Now, apparently ODEint figures out good step sizes on its own. Let’s try running the code again, with different number of steps in the t-variable.

numsteps=1000001  # adjust this parameter
y_init =[1,0]
omega = 2.0
t_arr=np.linspace(0,2*np.pi,numsteps)
y_exact = y_init*np.cos(omega*t_arr) + y_init*np.sin(omega*t_arr)/omega
ydot_exact = -omega*y_init*np.sin(omega*t_arr) + y_init*np.cos(omega*t_arr)
y_arr=odeint(rhs,y_init,t_arr, args=(omega,))
y,ydot = y_arr[:,0],y_arr[:,1]
plt.plot(t_arr,y-y_exact) Okay, I went up to one million steps, and the error only reduced to about 1.0x10^(-7). Not much of an improvement.

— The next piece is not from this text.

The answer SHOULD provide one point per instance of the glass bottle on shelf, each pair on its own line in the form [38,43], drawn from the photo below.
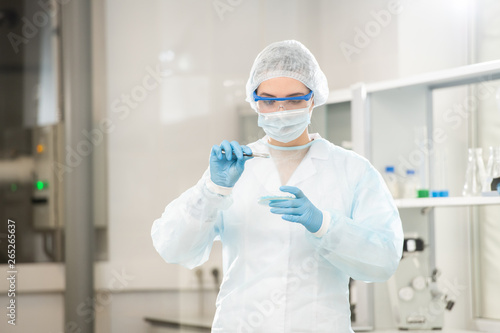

Let’s try another experiment, where we go for a really long time. Say 100 time longer than the example above.

numsteps=100001  # adjust this parameter
y_init =[1,0]
omega = 2.0
t_arr=np.linspace(0,2*1000*np.pi,numsteps)
y_exact = y_init*np.cos(omega*t_arr) + y_init*np.sin(omega*t_arr)/omega
ydot_exact = -omega*y_init*np.sin(omega*t_arr) + y_init*np.cos(omega*t_arr)
y_arr=odeint(rhs,y_init,t_arr, args=(omega,))
y,ydot = y_arr[:,0],y_arr[:,1]
plt.plot(t_arr,y-y_exact) Interesting. My little test show the error grow linearly with the length of time. In the first time, 2x10^(-7). For 10 times longer, 2x10^(-6). For 100 times longer, 2x10^(-5). And so one.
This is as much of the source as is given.